Securities America said early Tuesday that an advisor team led by Wayne Maier has returned to the broker-dealer, after spending the past six years with National Planning Corp.
Maier says that he and the five other reps on his team do more than $3.2 million in yearly fees and commission. They manage about $250 million in client assets and work on $200 million of retirement plan assets, as well, from their Bay City, Mich., office.
“We left because we thought we had unique opportunities at National Planning Corp.,” said Maier in an interview with ThinkAdvisor. “The cultural differences between a Midwest broker-dealer and a California company were something we were not prepared for.”
Maier adds that NPC is “phenomenal” to work with and “did nothing wrong.” His team “was just not used to the fast-paced culture, so things didn’t mesh well.”

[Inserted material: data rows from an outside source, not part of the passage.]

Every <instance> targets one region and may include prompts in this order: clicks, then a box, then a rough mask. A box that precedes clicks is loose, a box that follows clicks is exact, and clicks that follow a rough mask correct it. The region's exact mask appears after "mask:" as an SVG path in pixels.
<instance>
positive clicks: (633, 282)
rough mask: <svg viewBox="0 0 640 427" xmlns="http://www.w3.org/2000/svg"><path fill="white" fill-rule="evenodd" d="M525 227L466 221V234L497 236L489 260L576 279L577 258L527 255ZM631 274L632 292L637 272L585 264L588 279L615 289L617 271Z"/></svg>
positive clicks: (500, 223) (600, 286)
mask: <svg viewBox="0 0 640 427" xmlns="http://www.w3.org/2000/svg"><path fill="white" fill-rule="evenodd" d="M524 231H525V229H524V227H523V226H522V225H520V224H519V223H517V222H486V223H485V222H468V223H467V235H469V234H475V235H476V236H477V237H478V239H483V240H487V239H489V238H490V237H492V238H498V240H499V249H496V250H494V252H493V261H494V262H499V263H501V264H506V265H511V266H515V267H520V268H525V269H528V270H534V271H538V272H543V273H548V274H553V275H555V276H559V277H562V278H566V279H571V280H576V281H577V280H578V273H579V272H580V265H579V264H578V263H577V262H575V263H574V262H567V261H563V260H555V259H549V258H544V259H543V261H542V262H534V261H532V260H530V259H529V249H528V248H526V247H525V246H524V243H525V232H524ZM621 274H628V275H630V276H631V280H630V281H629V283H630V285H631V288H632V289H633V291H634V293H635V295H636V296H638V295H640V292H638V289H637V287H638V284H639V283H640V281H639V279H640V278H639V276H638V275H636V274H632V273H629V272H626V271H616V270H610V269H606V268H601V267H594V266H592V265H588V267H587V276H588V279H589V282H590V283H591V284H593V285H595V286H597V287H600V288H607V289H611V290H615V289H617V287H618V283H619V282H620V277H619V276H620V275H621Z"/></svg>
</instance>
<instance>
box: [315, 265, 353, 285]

About a year ago, he reached out to Securities America, which was acquired by Ladenburg Thalmann (LTS) in 2011 from Ameriprise (AMP) and has about 1,750 advisors. Maier also discussed his situation and desire to move with several other broker-dealers “to see what was going on in the marketplace.”
Maier also stayed in touch with several executives at Securities America and discussed his plans to make a move with clients.
“We are pleased to have Wayne back, he is a great advisor who takes care of his clients, and he and his staff are consummate professionals,” said Gregg Johnson, senior vice president of branch office development and acquisitions for Securities America, in an interview.
“We think this sends a signal to those reps that have left for various reasons in past … of the value in what we are doing and improvements we continue t to make,” Johnson said. “It’s a strong signal to existing advisors, as well.”
(In June, advisors Shannon Case and Mark Slattery, who had left to affiliate with SII Investments from 2006-2013, came back to Securitiies America.)
Securities America recruited advisors with about $35 million in trailing-12-month fees and commissions last year. This included 320 advisors and staff, helping make 2012 the firm’s fourth best in its past 29 years of recruiting, he says.
As for this year, the BD is “on pace and cautiously optimistic that we can top last year’s results by 15% to 20% in terms of fees and commissions,” according to Johnson.
A key reason for this boost, he says, is that that Ladenburg Thalmann gives the broker-dealer access to asset management, investment banking, trust services and a fixed-income desk.
“The market sees the quality broker-dealer that Securities America is, and with the stable ownership and what Ladenburg Thalmann brings with it – in terms of additional products and services,” said Johnson. “We have lots of interest and traction in the market.”
Another boost is coming from advisors who feel they may have “outgrown their broker-dealer” and are looking for a partner to give them coaching and other tools to “take them to next level,” the executive notes.
But advisors don’t want a BD that’s “so large or growing to a size that means advisors are not getting same level of attention, care and service they want,” he says.
Johnson, an Iowa native, says that Securities America is indeed proud of its Midwest-based culture, but it is growing on the East and West Coasts, as well. It’s also proud of the fact that it was one of the first BDs to allow hybrid RIAs to join.
“We have always fostered RIAs,” he said. “It goes hand in hand with supporting the passion that advisors have to run their practices as they see fit.”
In July, Securities America teamed with NorthStar Financial Services Group to form Arbor Point Advisors, a joint venture that aims to “fill the gap” for independent advisors looking to operate via a hybrid-business model with a choice of custodial firms and without the need to run their own RIA.
The broker-dealer also hired three regional directors to focus on recruiting in New England, other parts of the Northeast and the Northwest.